CO: Describe your magazine to us.

JO: The magazine, I had this idea that the Nisei could best obtain upward mobility if they worked from the top down rather than from the bottom up because working from the bottom up as we had been, we were in competition with so many laboring people. And it was the laboring people who were holding us down. So I thought that by educating the literatis and the people in the, officials at the universities and the institutions, organization, that they, we would have this trickle-down theory that could educate their people and eventually their people would be the ordinary people. So on that basis, we started this monthly magazine because no one was doing anything for the Japanese Americans, we were all stuck in the mud. And we began and we had phenomenal success for a new publication. Mostly you would say a new publication is going to have a tough time. Not us. We were accepted almost immediately by many educational systems in the United States, by the public libraries, by the Library of Congress, and we were already going into Canada, Hawaii, Japan. So we were becoming an international magazine. In the magazine were articles by, literary works by Nisei. We also spotlighted Nisei endeavors and there were articles by people like Terry McWilliams who wrote for it. And we had William Saroyan look it over, who praised us for it. We had Common Grounds editor also praise us for it. The newspapers of the time, not only the Japanese vernacular newspaper, but the metropolitan papers were awfully kind to us. The Chronicle ran pictures of us. Mayor Rossi cut a birthday cake, which his picture was taken. The Herald in Los Angeles wrote about us. And we were on our way, I thought, when the war struck.

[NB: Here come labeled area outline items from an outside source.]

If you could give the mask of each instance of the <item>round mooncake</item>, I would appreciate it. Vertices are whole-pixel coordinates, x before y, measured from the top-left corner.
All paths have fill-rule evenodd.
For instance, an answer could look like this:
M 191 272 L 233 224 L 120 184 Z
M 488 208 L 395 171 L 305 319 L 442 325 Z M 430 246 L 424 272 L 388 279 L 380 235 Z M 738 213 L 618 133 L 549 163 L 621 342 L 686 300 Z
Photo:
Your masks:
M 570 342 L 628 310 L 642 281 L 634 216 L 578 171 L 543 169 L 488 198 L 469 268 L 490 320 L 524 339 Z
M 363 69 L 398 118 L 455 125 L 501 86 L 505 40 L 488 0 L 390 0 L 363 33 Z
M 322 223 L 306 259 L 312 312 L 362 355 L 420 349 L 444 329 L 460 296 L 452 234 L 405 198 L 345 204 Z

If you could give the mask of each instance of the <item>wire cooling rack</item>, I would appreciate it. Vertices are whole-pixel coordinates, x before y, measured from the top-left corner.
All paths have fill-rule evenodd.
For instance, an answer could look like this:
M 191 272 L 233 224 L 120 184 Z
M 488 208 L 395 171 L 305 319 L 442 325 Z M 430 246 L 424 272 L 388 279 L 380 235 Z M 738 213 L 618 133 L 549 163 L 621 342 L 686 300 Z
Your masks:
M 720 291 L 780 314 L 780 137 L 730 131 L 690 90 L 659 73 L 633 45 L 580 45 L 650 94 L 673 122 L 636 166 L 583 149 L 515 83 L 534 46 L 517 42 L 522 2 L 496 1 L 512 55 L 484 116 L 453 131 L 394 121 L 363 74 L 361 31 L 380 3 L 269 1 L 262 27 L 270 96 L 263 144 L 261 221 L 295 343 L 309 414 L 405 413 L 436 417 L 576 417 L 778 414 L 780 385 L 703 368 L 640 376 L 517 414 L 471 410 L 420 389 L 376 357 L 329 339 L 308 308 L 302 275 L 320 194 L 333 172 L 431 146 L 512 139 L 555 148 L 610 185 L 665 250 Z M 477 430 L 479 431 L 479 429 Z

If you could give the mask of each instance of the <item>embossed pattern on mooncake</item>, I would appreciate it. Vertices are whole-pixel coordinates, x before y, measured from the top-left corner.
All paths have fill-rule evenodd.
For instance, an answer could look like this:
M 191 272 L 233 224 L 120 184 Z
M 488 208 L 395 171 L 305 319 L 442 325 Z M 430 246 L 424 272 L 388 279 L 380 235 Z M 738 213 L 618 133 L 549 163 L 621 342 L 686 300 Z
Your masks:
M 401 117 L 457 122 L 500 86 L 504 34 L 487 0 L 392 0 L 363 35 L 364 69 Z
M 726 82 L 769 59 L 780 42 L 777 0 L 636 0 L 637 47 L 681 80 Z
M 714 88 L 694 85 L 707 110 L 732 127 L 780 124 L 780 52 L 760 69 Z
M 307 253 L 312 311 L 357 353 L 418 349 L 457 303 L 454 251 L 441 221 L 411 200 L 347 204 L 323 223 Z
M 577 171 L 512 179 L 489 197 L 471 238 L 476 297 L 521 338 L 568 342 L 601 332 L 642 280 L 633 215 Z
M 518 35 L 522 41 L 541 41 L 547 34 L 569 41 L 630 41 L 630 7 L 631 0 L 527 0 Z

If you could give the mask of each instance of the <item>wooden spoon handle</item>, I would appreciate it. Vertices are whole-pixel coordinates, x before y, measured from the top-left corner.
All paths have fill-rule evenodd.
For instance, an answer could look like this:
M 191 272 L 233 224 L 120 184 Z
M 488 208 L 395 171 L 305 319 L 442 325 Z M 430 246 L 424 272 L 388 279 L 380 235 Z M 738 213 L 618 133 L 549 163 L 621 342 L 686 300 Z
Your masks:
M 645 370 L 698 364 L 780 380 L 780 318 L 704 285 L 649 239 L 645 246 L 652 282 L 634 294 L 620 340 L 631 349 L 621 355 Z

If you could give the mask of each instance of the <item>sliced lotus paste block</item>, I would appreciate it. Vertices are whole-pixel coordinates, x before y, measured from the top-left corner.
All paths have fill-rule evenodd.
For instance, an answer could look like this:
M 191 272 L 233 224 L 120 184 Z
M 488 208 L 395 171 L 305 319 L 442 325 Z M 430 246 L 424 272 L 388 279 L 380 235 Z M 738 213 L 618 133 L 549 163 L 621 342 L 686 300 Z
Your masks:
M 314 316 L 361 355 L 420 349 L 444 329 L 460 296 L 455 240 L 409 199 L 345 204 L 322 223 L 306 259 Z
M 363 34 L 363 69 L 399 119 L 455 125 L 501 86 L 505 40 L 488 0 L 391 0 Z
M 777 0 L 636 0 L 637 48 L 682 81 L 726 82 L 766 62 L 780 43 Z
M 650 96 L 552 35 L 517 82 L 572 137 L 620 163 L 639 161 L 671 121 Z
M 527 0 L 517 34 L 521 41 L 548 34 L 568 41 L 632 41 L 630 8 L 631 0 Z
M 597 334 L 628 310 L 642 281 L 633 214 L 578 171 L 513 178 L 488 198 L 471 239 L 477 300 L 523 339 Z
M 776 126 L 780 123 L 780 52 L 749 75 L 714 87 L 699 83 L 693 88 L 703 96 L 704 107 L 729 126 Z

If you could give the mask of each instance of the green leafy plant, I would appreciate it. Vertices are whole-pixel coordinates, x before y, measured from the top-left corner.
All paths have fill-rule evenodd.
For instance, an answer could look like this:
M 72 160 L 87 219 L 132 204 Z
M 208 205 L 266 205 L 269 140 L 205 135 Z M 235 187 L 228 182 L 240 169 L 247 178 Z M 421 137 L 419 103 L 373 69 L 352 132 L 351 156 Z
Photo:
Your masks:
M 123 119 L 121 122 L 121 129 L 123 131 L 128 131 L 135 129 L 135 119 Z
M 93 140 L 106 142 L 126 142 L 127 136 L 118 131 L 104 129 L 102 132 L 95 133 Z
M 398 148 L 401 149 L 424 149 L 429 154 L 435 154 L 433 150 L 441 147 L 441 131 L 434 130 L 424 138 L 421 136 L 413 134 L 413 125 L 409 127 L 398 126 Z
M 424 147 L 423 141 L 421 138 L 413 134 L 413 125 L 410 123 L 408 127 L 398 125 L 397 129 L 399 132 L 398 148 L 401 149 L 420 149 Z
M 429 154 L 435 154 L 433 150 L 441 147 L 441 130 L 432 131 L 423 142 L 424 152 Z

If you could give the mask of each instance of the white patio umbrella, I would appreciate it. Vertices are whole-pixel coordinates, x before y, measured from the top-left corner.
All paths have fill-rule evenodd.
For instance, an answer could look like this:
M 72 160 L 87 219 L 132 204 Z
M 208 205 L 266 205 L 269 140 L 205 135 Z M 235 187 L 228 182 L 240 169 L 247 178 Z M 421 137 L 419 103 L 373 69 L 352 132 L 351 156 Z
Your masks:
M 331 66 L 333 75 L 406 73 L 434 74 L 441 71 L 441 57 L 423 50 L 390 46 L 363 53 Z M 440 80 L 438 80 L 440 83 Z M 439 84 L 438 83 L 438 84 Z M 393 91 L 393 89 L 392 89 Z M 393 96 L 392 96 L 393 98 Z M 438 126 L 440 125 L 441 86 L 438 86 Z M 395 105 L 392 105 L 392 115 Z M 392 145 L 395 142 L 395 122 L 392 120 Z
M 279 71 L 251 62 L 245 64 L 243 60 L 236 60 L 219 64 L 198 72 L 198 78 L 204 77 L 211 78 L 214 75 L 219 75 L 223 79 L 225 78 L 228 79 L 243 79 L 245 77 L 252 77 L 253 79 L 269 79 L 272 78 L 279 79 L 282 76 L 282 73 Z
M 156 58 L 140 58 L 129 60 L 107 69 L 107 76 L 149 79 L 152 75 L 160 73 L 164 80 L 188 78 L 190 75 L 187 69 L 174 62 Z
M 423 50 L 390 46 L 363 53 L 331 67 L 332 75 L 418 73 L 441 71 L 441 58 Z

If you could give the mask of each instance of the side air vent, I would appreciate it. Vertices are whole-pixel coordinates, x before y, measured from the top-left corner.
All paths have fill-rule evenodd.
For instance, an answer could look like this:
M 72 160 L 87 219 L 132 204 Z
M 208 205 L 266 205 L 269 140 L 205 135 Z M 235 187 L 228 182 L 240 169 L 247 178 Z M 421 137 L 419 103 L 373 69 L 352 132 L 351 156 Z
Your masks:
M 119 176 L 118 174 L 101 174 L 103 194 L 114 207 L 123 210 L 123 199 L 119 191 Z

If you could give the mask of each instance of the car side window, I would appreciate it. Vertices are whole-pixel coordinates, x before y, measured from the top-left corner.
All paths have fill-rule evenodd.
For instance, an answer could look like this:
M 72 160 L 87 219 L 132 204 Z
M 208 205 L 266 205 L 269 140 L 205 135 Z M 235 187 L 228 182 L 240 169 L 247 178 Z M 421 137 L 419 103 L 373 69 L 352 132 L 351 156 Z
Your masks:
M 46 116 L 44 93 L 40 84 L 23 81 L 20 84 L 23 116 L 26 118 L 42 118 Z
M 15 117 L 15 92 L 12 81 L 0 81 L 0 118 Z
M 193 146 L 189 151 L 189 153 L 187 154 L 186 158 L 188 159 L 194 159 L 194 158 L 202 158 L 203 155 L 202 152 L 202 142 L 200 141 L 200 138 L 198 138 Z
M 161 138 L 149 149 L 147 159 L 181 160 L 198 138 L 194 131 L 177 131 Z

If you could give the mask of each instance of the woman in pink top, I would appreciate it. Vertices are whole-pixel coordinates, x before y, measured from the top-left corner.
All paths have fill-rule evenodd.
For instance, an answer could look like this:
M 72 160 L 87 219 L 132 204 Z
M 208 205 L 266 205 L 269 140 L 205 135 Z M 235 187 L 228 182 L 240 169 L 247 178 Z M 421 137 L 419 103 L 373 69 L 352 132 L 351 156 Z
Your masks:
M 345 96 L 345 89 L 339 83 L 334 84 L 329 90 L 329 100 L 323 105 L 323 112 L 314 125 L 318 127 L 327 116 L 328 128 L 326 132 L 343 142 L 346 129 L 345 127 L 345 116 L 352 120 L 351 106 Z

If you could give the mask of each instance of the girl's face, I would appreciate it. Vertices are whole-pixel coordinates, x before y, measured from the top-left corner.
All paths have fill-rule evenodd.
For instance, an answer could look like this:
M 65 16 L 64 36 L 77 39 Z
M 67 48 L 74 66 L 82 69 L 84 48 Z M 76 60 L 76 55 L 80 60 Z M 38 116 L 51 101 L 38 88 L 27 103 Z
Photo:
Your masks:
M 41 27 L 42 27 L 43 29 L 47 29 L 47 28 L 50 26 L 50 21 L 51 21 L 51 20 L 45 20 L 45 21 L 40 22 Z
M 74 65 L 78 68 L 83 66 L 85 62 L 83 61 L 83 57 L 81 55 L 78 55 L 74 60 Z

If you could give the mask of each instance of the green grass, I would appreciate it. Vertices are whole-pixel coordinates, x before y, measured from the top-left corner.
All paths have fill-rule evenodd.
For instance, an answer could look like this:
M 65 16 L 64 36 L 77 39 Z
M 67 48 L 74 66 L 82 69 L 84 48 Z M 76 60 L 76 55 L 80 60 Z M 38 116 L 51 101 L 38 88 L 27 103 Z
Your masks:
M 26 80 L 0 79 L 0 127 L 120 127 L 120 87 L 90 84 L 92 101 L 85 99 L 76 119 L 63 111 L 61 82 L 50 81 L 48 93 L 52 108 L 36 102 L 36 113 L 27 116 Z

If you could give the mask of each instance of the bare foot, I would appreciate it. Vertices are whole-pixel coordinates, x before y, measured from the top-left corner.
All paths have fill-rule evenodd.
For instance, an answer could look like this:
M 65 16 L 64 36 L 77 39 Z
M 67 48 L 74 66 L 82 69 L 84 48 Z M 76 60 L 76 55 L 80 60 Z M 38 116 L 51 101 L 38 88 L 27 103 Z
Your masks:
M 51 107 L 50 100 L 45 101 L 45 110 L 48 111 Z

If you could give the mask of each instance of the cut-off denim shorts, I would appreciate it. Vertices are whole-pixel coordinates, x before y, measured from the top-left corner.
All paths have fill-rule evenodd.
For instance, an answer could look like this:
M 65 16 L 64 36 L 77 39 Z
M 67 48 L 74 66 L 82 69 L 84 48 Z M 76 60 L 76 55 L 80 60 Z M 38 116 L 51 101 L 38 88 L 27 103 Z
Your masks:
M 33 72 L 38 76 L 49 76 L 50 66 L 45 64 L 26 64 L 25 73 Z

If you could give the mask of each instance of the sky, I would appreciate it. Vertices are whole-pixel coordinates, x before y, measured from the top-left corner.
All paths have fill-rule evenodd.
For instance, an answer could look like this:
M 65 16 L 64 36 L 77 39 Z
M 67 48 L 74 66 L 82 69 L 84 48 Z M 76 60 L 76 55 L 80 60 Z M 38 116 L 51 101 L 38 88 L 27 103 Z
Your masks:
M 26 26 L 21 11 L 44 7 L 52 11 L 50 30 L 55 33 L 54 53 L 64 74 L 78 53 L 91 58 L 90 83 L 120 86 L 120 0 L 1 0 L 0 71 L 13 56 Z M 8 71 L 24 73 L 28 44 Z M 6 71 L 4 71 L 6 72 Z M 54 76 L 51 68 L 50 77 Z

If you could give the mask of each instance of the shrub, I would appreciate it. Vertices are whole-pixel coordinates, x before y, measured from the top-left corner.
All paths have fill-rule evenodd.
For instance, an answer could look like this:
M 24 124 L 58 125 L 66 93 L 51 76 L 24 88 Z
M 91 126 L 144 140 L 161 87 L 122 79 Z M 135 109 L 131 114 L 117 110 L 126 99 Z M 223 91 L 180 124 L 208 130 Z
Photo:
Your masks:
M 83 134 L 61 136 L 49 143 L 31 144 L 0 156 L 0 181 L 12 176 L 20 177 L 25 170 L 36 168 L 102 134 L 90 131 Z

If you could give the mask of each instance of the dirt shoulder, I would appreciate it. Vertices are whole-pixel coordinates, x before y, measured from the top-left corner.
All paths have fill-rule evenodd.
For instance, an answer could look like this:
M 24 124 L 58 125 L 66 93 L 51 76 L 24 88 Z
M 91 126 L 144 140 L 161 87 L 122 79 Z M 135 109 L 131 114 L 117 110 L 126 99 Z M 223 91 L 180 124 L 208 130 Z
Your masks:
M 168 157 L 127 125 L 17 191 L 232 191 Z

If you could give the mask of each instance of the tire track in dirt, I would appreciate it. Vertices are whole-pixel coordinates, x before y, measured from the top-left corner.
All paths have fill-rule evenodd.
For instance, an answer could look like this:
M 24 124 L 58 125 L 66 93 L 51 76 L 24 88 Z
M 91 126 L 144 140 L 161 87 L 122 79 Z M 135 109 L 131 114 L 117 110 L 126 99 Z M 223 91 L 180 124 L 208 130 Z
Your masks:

CO: Where were you December 7th -- he's getting there -- okay, tell us about when the war started for you.

JO: Well, I was out in Daly City picking up orders because I placed orders with the growers, then go out and pick it up and bring it back and then I'd do the packing on Sundays. On Sundays, I'm the only person on duty. And we have about seven to nine boxes to ship by southern railway to Texas and Louisiana and places like that.

CO: You're talking about flowers?

JO: Yeah. And coming back, I noticed that Bayshore Drive was awfully deserted. And I wondered why, and while I was wondering I came down Market Street, and Market Street was deserted. And by the time I got to the warehouse, I was pretty well puzzled but I heard news hawks, two news hawks shouting, "Extras," but I couldn't make out what they were saying. And I was standing outside the alley listening but I couldn't catch, he was coming closer to the shop, but then he veered off on Mission Street and we lost him. About three o'clock, a railway express man comes to pick up boxes, came around, but this was a person I didn't know. And I asked him about the extra. And he says he'll go see. He never came back. Then about close to six o'clock, I was pretty near finished when the regular express crew came about five or six, and I knew these people and I asked them what it was all about and they says, "We are at war, Jimmie," he says. That's the first time I knew about Pearl Harbor.